Dr Hannah Arendt (1906–1975) was a political theorist and philosopher whose work explored totalitarianism, authority, and the conditions of modernity. Her scholarship profoundly shaped twentieth-century political and social thought.
Arendt was born to a secular, progressive Jewish family in Linden, Germany, and studied under Martin Heidegger at Marburg, She earned her doctorate at Heidelberg in 1929 under Karl Jaspers, writing her dissertation on love in Saint Augustine. In the late 1920s, her work on German Romanticism led her to Jewish salons, in particular that of Rahel Varnhagen, and questions of assimilation and Jewish identity. Interested in political theory, she read and wrote widely about it, especially concerning the rights of women.
In 1933, the Gestapo briefly imprisoned her for researching evidence of antisemitism in Germany.
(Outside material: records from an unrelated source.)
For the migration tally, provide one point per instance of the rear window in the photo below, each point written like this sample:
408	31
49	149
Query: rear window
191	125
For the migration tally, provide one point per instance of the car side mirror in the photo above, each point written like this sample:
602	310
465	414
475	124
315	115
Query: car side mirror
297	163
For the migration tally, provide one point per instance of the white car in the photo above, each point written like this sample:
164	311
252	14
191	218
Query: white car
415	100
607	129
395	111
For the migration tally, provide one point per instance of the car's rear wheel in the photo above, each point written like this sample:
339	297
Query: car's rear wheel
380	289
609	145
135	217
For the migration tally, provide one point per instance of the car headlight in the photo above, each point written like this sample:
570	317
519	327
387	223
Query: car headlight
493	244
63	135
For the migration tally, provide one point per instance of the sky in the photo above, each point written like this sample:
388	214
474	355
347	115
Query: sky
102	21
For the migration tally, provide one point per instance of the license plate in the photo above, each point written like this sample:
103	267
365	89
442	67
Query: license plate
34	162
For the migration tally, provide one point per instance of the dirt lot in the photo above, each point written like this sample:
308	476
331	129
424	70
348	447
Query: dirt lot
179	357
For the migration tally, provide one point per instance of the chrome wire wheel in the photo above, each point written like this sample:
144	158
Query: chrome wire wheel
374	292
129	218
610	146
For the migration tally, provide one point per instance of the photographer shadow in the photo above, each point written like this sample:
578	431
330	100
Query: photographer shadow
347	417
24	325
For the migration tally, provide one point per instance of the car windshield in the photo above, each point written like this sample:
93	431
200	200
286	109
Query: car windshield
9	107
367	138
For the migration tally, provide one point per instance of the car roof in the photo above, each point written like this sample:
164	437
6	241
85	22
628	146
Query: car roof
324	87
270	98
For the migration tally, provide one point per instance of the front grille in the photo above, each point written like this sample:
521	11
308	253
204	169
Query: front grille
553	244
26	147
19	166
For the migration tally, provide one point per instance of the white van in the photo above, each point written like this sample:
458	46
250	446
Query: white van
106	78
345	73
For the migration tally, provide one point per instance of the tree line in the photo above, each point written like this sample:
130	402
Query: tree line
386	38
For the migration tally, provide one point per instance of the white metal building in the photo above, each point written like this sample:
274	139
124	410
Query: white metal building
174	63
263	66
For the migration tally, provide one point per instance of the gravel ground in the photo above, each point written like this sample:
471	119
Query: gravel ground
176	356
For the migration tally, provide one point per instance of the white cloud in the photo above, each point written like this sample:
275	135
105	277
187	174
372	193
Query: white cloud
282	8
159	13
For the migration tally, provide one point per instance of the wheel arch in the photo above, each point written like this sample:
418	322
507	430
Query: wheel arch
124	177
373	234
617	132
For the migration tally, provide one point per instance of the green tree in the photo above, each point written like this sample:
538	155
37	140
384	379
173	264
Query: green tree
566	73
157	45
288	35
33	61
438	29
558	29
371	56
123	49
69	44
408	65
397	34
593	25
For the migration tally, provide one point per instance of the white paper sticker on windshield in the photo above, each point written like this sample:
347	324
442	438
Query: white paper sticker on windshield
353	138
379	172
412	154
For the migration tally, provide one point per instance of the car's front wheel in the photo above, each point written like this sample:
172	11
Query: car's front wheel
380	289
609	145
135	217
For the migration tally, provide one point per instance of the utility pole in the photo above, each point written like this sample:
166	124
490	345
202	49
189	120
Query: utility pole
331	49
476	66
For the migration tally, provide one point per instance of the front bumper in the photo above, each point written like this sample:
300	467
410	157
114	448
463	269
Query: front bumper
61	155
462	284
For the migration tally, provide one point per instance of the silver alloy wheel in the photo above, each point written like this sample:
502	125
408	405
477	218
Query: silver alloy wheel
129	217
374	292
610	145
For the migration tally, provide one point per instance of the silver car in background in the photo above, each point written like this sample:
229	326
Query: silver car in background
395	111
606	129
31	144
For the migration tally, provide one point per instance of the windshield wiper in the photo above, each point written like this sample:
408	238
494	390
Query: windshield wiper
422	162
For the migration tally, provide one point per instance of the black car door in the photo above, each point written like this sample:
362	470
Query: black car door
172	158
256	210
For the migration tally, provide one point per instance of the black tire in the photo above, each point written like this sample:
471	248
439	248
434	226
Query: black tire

She fled to Paris, aided young Jews emigrating to Palestine, and after being detained in France, escaped to the United States in 1941, becoming a citizen in 1950. Her reputation was established by The Origins of Totalitarianism (1951), followed by The Human Condition (1958), Eichmann in Jerusalem, and On Revolution (1963).
Her work explored power, authority, totalitarianism, and evil, coining “the banality of evil.” She died of a heart attack in 1975, leaving The Life of the Mind unfinished.